Map:   0%|          | 0/1 [00:00<?, ? examples/s]

Step,Training Loss


('./gpt2-finetuned/tokenizer_config.json',
 './gpt2-finetuned/special_tokens_map.json',
 './gpt2-finetuned/vocab.json',
 './gpt2-finetuned/merges.txt',
 './gpt2-finetuned/added_tokens.json')

In [6]:
from transformers import pipeline
generator = pipeline('text-generation', model='./gpt2-finetuned', tokenizer='./gpt2-finetuned')
prompt = "Once upon a time"
output = generator(prompt, max_length=100, num_return_sequences=1)

print(output[0]['generated_text'])

Device set to use cpu
Truncation was not explicitly activated but `max_length` is provided a specific value, please use `truncation=True` to explicitly truncate examples to max length. Defaulting to 'longest_first' truncation strategy.
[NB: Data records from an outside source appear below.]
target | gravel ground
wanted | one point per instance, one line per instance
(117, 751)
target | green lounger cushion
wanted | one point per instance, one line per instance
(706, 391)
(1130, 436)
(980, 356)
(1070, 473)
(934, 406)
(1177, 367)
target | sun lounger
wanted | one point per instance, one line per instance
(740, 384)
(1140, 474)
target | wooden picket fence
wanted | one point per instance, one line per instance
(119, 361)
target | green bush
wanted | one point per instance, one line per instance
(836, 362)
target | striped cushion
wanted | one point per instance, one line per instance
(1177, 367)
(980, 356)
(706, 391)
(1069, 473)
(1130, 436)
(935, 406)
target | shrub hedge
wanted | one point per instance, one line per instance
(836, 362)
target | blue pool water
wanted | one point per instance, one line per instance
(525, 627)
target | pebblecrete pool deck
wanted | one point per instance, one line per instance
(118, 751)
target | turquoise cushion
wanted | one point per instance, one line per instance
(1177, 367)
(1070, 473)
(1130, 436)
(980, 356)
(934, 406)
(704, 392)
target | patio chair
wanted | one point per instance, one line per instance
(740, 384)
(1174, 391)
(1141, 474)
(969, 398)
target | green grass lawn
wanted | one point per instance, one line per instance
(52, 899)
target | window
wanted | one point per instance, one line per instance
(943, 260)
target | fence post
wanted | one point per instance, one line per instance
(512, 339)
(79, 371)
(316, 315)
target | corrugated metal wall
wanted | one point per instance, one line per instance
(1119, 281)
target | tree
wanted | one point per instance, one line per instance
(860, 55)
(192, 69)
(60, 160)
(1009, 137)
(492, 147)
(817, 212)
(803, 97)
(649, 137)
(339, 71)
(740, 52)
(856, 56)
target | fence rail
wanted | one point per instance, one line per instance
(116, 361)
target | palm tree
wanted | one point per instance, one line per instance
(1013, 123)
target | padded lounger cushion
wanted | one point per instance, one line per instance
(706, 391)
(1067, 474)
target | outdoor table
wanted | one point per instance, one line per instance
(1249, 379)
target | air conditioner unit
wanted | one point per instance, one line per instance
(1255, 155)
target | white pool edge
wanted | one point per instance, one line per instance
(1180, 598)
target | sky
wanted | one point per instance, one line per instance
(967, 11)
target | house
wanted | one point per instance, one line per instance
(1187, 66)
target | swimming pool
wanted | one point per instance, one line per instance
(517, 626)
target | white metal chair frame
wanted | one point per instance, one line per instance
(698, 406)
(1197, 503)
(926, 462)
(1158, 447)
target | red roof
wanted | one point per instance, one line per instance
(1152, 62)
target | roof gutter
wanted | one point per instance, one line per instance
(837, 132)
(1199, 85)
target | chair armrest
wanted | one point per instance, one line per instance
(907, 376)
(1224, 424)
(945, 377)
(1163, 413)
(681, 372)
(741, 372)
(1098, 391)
If you encode pairs of sequences (GLUE-style) with the tokenizer you can select this strategy more precisely by providing a specific strategy to `truncation`.
Both `max_new_tokens` (=256) and `max_length`(=100) seem to have been set. `max_new_tokens` will take precedence. Please refer to the documentation for more information. (https://huggingface.co/docs/transformers/main/en/main_classes/text_generation)


Once upon a time, the game would be a small game with small rules to learn from and few to master.

The game is very easy and there is a lot of replay value in it.

The players make use of a lot of small game building and some basic rules as well.

The game is the beginning of a great adventure.

The game will teach you about all the areas and the game will give you a lot of information about how to build the game.

The game is a challenging game.

There are some interesting features to the game.

The game uses a lot of information and some of it is not very interesting.

The game has a lot of rules and it is very easy to learn.

The game is a great game.

I don't have a lot of experience with video games, but this game has a lot of lessons to learn.

The rules are a good way to learn the game.

The game is a fun game.

The game is a good resource.

The game helps you to develop your character.

The game is a good way to learn the game.

The game is a great way to learn the game.